Role of the Funding Source: This work was supported by the National Institute of Mental Health grants 5R01MH069877 (Dr. Wilhelm), R01MH069874 (Dr. Scahill), and R01MH069875 (Dr. Petersen), with subcontracts to Drs. Piacentini and Woods. Dr. Walkup consulted on this grant. The content is solely the responsibility of the authors and does not necessarily represent the official views of the National Institutes of Health. The funding agency played no role in design of this study; the collection, analysis, and interpretation of data; the writing of this report; or the decision to submit this article for publication.

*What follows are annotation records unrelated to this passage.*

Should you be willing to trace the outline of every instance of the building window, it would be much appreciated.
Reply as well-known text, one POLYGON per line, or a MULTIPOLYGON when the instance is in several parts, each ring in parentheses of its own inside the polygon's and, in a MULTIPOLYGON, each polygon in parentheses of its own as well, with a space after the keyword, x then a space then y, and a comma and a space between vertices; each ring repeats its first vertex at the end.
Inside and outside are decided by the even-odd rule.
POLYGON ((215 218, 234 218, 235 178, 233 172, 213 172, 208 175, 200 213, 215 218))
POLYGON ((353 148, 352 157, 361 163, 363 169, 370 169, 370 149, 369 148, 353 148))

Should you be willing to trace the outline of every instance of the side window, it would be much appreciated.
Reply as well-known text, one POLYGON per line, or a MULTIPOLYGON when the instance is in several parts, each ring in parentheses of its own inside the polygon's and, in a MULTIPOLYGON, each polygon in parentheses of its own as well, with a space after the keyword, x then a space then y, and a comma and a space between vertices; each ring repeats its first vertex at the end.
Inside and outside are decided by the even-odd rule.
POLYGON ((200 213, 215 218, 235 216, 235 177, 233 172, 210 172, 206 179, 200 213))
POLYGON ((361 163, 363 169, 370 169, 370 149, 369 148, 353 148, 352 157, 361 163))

Trial registration: clinicaltrials.gov Identifier: NCT00231985

Footnotes

Declaration of Interests: The authors report the following disclosures: Dr. Piacentini receives author royalties from Oxford University Press for the treatment manual used in this study and is an investigator for a Psyadon Pharmaceutical’s funded treatment study for youth with Tourette’s disorder. Dr. Woods also receives book royalties from Oxford University Press, and he receives speaking fees from the Tourette Association of America. Dr. Wilhelm has received research support in the form of free medication and matching placebo from Forest Laboratories for clinical trials funded by the NIH. Dr. Wilhelm is a presenter for the Massachusetts General Hospital Psychiatry Academy in educational programs supported through independent medical education grants from pharmaceutical companies; she has received royalties from Elsevier Publications, Guilford Publications, New Harbinger Publications, and Oxford University Press. Dr. Wilhelm has also received speaking honorarium from various academic institutions and foundations, including the International Obsessive Compulsive Disorder Foundation and the Tourette Association of America. In addition, she received payment from the Association for Behavioral and Cognitive Therapies for her role as Associate Editor for the Behavior Therapy journal, as well as from John Wiley & Sons, Inc. for her role as Associate Editor on the journal Depression & Anxiety. Dr. Wilhelm has also received salary support from Novartis and Telefonica Alpha, Inc. Dr. Walkup has past research support for federally funded studies including free drug and placebo from Pfizer’s pharmaceuticals in 2007 to support the Child Adolescent Anxiety Multimodal study; free medication from Abbott pharmaceuticals in 2005 for the Treatment of the Early Age Media study; free drug and placebo from Eli Lilly in 2003 for the Treatment of Adolescents with Depression study. He currently receives research support from the Tourette Association of America and the Hartwell Foundation. He also receives royalties from Guilford Press and Oxford Press for multi-author books published about Tourette syndrome. Dr. Weingarden has received salary support from Telefonica Alpha, Inc. Drs. Peterson, Scahill, and Hoeppner report no conflicts of interest.